Genetic Algorithm Recombination Detection (GARD; Kosakovsky Pond et al. 2006), mixed effects model of evolution (MEME; Murrell et al. 2012), single likelihood ancestor counting (SLAC; Kosakovsky Pond and Frost 2005), and BS-REL analyses were performed through the DataMonkey server (Delport et al. 2010) (http://www.datamonkey.org, last accessed January 30, 2014).

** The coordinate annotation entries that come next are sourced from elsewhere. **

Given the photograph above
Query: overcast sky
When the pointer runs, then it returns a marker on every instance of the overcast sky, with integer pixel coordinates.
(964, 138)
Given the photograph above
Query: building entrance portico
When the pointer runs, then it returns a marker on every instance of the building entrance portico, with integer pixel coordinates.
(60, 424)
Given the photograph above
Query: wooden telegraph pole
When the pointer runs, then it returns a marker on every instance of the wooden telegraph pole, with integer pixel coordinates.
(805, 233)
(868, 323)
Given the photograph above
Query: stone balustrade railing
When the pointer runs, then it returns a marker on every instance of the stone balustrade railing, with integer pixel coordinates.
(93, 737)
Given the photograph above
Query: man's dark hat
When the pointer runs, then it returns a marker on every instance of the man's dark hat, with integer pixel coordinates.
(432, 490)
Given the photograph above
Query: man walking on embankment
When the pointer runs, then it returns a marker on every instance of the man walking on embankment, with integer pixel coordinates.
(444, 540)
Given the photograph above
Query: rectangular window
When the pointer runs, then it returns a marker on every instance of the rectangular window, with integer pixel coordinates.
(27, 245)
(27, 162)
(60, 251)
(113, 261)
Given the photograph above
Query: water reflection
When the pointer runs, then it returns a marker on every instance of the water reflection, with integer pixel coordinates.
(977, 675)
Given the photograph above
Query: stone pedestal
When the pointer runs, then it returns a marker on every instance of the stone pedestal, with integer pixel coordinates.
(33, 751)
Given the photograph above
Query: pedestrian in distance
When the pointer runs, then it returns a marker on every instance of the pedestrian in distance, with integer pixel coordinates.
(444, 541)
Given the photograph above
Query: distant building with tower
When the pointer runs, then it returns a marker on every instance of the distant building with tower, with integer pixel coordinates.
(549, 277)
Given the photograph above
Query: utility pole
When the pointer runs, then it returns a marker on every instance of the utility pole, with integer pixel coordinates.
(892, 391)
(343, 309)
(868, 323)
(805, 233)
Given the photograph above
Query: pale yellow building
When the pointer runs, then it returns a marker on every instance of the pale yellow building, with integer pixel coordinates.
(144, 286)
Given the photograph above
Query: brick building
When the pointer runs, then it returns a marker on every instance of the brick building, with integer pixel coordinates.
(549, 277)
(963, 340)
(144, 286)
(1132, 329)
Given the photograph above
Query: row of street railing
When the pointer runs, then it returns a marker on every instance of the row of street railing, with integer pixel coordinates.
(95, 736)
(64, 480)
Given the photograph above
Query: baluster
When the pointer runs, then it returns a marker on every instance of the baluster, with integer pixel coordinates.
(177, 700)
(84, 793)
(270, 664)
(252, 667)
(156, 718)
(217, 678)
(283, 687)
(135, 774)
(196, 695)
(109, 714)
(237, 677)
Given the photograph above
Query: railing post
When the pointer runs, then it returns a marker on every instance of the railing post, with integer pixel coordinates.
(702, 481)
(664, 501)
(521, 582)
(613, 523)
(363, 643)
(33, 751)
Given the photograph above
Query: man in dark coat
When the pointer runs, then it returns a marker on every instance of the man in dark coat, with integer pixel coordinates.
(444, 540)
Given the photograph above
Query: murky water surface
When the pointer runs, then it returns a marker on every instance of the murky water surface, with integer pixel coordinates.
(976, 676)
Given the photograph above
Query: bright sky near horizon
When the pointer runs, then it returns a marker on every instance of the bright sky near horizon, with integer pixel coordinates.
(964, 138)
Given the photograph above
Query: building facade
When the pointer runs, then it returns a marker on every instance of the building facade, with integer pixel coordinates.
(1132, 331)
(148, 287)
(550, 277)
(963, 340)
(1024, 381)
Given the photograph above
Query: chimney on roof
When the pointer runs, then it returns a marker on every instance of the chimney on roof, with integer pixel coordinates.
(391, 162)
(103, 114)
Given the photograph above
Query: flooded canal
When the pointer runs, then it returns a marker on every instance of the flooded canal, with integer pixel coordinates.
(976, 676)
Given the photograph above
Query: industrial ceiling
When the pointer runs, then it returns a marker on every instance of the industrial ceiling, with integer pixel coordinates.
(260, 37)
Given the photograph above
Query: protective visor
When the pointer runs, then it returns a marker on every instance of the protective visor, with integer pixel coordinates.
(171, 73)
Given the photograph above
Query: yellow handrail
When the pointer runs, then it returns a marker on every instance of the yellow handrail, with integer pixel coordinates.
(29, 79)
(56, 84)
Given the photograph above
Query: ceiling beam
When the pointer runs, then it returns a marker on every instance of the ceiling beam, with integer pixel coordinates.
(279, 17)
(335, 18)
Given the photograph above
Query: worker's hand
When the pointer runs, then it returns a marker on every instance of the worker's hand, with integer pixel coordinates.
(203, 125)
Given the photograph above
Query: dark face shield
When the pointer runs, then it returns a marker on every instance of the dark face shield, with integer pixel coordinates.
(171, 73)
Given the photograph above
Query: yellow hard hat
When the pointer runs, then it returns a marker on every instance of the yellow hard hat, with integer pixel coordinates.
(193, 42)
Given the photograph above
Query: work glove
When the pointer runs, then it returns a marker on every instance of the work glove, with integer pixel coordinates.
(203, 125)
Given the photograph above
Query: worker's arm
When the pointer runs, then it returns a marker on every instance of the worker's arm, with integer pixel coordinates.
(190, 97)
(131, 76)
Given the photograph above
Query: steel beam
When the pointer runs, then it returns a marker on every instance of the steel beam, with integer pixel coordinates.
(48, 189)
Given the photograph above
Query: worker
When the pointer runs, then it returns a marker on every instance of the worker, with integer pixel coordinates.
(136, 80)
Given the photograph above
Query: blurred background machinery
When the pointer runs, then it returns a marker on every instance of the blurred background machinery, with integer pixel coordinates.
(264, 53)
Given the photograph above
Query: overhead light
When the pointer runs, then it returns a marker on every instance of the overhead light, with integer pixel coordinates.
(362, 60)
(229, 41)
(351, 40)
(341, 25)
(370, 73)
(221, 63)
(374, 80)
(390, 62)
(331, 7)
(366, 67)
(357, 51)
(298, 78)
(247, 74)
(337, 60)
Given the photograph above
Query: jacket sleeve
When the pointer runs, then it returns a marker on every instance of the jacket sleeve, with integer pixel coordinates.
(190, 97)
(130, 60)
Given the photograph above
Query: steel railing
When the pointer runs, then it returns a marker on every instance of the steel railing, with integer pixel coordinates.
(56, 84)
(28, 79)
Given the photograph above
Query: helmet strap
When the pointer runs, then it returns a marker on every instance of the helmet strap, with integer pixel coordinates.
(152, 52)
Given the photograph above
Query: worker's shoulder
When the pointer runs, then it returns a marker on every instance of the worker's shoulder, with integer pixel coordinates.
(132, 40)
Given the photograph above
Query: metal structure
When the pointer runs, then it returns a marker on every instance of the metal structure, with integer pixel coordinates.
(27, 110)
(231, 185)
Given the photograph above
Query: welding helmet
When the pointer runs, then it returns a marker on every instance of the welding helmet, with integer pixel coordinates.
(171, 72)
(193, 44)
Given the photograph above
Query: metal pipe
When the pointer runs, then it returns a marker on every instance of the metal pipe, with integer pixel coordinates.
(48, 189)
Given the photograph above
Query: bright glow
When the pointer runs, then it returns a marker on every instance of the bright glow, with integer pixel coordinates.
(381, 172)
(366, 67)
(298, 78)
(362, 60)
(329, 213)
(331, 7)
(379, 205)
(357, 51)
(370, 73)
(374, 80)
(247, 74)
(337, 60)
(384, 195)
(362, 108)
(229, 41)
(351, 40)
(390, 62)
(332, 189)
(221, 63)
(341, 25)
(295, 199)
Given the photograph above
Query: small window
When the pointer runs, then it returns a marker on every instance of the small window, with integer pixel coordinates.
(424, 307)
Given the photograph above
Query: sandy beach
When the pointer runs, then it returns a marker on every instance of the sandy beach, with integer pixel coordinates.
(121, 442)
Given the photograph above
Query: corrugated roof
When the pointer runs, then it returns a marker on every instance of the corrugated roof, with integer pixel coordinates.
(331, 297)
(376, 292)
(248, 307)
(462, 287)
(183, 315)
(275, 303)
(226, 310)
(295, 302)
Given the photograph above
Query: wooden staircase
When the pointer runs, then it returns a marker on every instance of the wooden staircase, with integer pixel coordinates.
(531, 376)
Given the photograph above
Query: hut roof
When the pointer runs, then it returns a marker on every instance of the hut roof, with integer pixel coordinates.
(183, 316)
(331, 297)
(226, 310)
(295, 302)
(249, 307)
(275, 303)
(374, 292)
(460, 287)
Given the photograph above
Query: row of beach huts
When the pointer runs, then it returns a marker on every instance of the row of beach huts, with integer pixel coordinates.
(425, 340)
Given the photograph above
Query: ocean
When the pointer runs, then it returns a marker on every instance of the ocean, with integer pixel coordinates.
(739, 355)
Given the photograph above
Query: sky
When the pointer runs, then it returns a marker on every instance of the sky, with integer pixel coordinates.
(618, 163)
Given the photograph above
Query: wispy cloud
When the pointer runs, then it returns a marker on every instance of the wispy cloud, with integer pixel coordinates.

Population Genetics–Phylogenetics Analysis

Data from the Pilot 1 phase of the 1000 Genomes Project were retrieved from the dedicated website (1000 Genomes Project Consortium et al. 2010). Low-coverage single-nucleotide polymorphism genotypes were organized in a MySQL database. A set of programs was developed to retrieve genotypes from the database and to analyze them according to selected regions/populations. These programs were developed in C++ using the GeCo++ (Cereda et al. 2011), the libsequence (Thornton 2003), and the mysqlpp libraries. Coding sequence information was obtained for the four ALR genes. To analyze the distribution of fitness effects (DFEs) for ALR genes, we used gammaMap (Wilson et al. 2011). We assumed θ (neutral mutation rate per site), k (transitions/transversions ratio), and T (branch length) to vary among genes following log-normal distributions. For each gene, we set the neutral frequencies of non-STOP codons (1/61) and the probability that adjacent codons share the same selection coefficient (P = 0.02). For selection coefficients, we considered a uniform Dirichlet distribution with the same prior weight for each selection class. For each gene, we run 10,000 iterations with a thinning interval of 10 iterations.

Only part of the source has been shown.